You can use either of the following templates:
- openshift-template-deploy-only.yml to just deploy from an existing Docker image - by default vbehar/openshift-github-hooks
- openshift-template-full.yml to build from sources (by default the vbehar/openshift-github-hooks github repository) and then deploy
If you want to build it from sources:
-
Install Go (tested with 1.6) and setup your GOPATH
-
clone the sources in your
GOPATH
git clone https://github.com/vbehar/openshift-github-hooks.git $GOPATH/src/github.com/vbehar/openshift-github-hooks
-
install godep (to use the vendored dependencies)
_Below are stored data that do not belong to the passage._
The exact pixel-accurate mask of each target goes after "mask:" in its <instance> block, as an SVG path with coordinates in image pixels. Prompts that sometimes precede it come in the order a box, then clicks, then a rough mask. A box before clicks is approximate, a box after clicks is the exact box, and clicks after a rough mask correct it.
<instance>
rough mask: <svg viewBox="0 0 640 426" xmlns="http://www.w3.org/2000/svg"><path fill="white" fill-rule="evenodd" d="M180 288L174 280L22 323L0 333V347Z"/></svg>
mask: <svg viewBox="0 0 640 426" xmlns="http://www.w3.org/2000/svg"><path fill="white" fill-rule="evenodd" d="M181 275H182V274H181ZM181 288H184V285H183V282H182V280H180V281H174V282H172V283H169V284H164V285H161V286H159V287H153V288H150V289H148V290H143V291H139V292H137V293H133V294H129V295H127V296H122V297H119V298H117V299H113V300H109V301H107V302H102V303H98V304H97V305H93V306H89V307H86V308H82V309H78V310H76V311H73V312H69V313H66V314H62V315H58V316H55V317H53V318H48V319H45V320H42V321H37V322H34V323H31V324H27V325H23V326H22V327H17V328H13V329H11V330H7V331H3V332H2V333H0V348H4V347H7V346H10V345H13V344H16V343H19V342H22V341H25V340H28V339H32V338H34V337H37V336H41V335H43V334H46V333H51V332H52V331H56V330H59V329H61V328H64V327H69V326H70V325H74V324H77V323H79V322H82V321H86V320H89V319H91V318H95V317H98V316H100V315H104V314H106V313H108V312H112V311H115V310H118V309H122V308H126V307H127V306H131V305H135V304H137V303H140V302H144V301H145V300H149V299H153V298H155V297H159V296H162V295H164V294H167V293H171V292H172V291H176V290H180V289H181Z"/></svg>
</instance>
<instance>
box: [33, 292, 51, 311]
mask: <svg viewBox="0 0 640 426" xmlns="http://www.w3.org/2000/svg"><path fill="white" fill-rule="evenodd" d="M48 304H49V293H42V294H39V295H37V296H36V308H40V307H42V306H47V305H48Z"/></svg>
go get github.com/tools/godep
-
build the binary with godep:
cd $GOPATH/src/github.com/vbehar/openshift-github-hooks godep go install
-
have a look at the application commands, help messages and examples:
$GOPATH/bin/openshift-github-hooks -h $GOPATH/bin/openshift-github-hooks list -h $GOPATH/bin/openshift-github-hooks sync -h
-
if you want to run the
sync
command, you will need to get your GitHub Access Token and the GitHub organization name, and then run:$GOPATH/bin/openshift-github-hooks sync --github-token="..." --organization="..."
-
for the
list
command, you will also need to get your GitHub Access Token and the GitHub organization name, and then run:$GOPATH/bin/openshift-github-hooks list --github-token="..." --organization="..."
-
-
enjoy!
Copyright 2016 the original author or authors.
Licensed under the Apache License, Version 2.0 (the "License"); you may not use this file except in compliance with the License. You may obtain a copy of the License at
http://www.apache.org/licenses/LICENSE-2.0
Unless required by applicable law or agreed to in writing, software distributed under the License is distributed on an "AS IS" BASIS, WITHOUT WARRANTIES OR CONDITIONS OF ANY KIND, either express or implied. See the License for the specific language governing permissions and limitations under the License.